This entry is part of an ongoing series. Take a look at the previous entry here.
The sketches were only so much, and the true test for the project’s feasibility came during the computer concept art phase and the subsequent 3D modeling phase. The concept art, which was modeled using exact measurements and 360º views, was created in Keynote using as accurate rendering as possible. After the design was tweaked to meet the satisfaction of all group members, the actual modeling process was done in Google’s SketchUp program.
This took nearly a week to get not only the body, but all of the interior cutouts for the circuitry, in place with the proper dimensions. The entire device had to have adequate room for the panel, two leads that were soldered onto the panel by the group, a rectifier that would exchange alternating and direct current formats, a Lightning cable, and then finally the phone.
All of the mechanics (rectifier, leads, and Lightning cable) would be hidden in a detachable compartment that was part of the arc mentioned above. This 3D model was exported as an .stl file and then 3D printed. The printing process took nearly 36 hours from start to finished product in our hands, and was stunning to behold.
Over the course of the next week, the group assembled the entire device to make sure everything functioned properly. Many issues were found here, including problems from the printing process that didn’t allow for a tight enough fit; these issues ultimately added to the learning process we started as first-time 3D printer users.
I was also able to include my passion for directing with this project by directing a short video showcasing a situation that could call for the use of PowerDock.

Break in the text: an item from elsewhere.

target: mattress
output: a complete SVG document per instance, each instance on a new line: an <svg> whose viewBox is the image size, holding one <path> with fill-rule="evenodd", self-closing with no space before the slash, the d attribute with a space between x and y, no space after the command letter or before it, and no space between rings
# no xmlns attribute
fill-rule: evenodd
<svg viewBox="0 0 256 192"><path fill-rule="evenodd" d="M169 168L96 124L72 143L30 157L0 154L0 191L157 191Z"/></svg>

While not required for the project by any means, this “trailer” was a blast to film during a clear May morning, and gave the entire process the proverbial icing on the cake.
All of these efforts were culminated in a Keynote speech that was performed at the end of the year.
Keynotes have always been one of my favorite parts of watching any product being announced to the world. Many people see presentations as a simple page of bullets that are necessary for conveying information in a drawling manner. I see keynotes as a form of art, a means of visual spectacle meant to entertain while informing. I pour most of my effort into the presentation for every speech I give, and I knew that the way PowerDock was introduced to the audience needed to be special. The product itself was cloaked under a velvet-sheen sheet for nearly half of the presentation, only being unveiled at the perfect moment. Suspense and awe were absolutely necessary, and going through the speech again, I believe that the group was able to create these emotions and communicate all the scientific and design information seamlessly.
However, even as I look at this product now, I can see so much error and room for improvement. But, the things that the group was able to accomplish and the true design process I went through make me ever so thankful I was able to embark on the creation and presentation of this device.